Why I Killed Djura
Djura is a pain in the ass. Any Bloodborne player who’s run across him know this. Venturing into Old Yharnam has him warning you several times to leave. Or else.
That “or else” was a barrage of gatling gun bullets to the face, and is extremely difficult to avoid if he gets a good bead on you. Top that with battling monsters and a rogue hunter, and you’ve got yourself a hell of time ahead of you navigating the burned down city.
Now some of you who don’t know much about Djura are wondering why he’s determined to make you into swiss cheese. Why is he demanding you leave Old Yharnam, the place you were specifically told was overrun with monsters, perfect for a hunter such as yourself?
Well, that’s not much of a mystery. He says it himself as he’s demanding you to leave, although a tad cryptically. He tells you to leave Old Yharnam because the beasts there are of no harm to those above, that they are people caught in something they did not ask for and cannot help.
At this point you realize (to your horror) that Djura has become “that guy” in the zombie apocalypse, the one who insists that the zom’s are still people, that Aunt Jacky will get better in spite of gnawing off Jimmies leg and looking like a month old corpse. Except in this case, he’s actually kind of right.
You see, when Old Yharnam was razed to the ground it was sealed off from the rest of the city, accesible almost entirely through one hidden passage. The monstrous people trapped down there can’t get out unless they get lucky, and they’re too busy wandering around being monsters to try to escape. That’s how Djura figures that they are no threat to the people above.
Well, who cares? A monster’s a monster, and no one wants a whole district of them roaming around under the rest of their town no matter how little an immediate threat they are, and I don’t blame them. But then… then it get’s complicated.
You see, the greatest horrors of these beasts is that the human’s they used to be are still inside, buried deep down and very much still there. It is said explicityly in the game that underneath the horrible monster ripping people to shreds, there is still, deep down inside, a thinking, reasoning human filled with their own horror and guilt, and having the worst case of “I have no mouth and I must scream” ever.
This is where “that guy” is finally right. Aunt Jacky is still in there, and she feels really awful for chewing on Jimmie’s femur. Suddenly, in many ways, this hunt now has a moral dilemma: Now that you know that these mostly mindless monsters are still themselves somewhere inside, do you kill them or leave them be? But the way that Djura see’s it, it’s pretty damn simple: the people are still in there, therefore, killing these monsters is akin to slaughtering innocent people.

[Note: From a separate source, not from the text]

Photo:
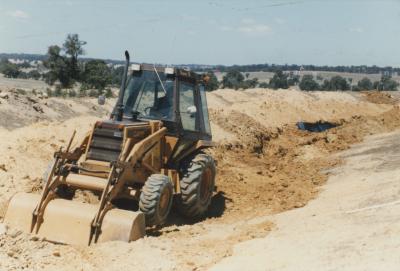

Unfortunately for him, that's where he stops being right. The beasts you see throughout the game are horribly deformed and utterly mad. They have lost all ability to reason, and will attack anyone not like them on sight. Just because they are stuck in an area where they can't hurt anyone (at the moment), doesn't make them harmless. Whats more is that ironically, the one thing Djura believes makes them still people, makes allowing them to live in their current state all the more cruel. I'm sure if you honestly asked yourself if you would want to live the way the beasts do, trapped in deformed bodies and unable to stop yourself from killing your friends, family, and anyone else that happened to be around, you would likely answer no. I know I sure wouldn't. To keep people alive for the sake of keeping them alive is not mercy in this situation. If anything, Djura is more cruel than your hunter, whether he wants to believe it or not. You are doing Old Yharnam a favor by killing him, and allowing his "charges" a real chance at peace.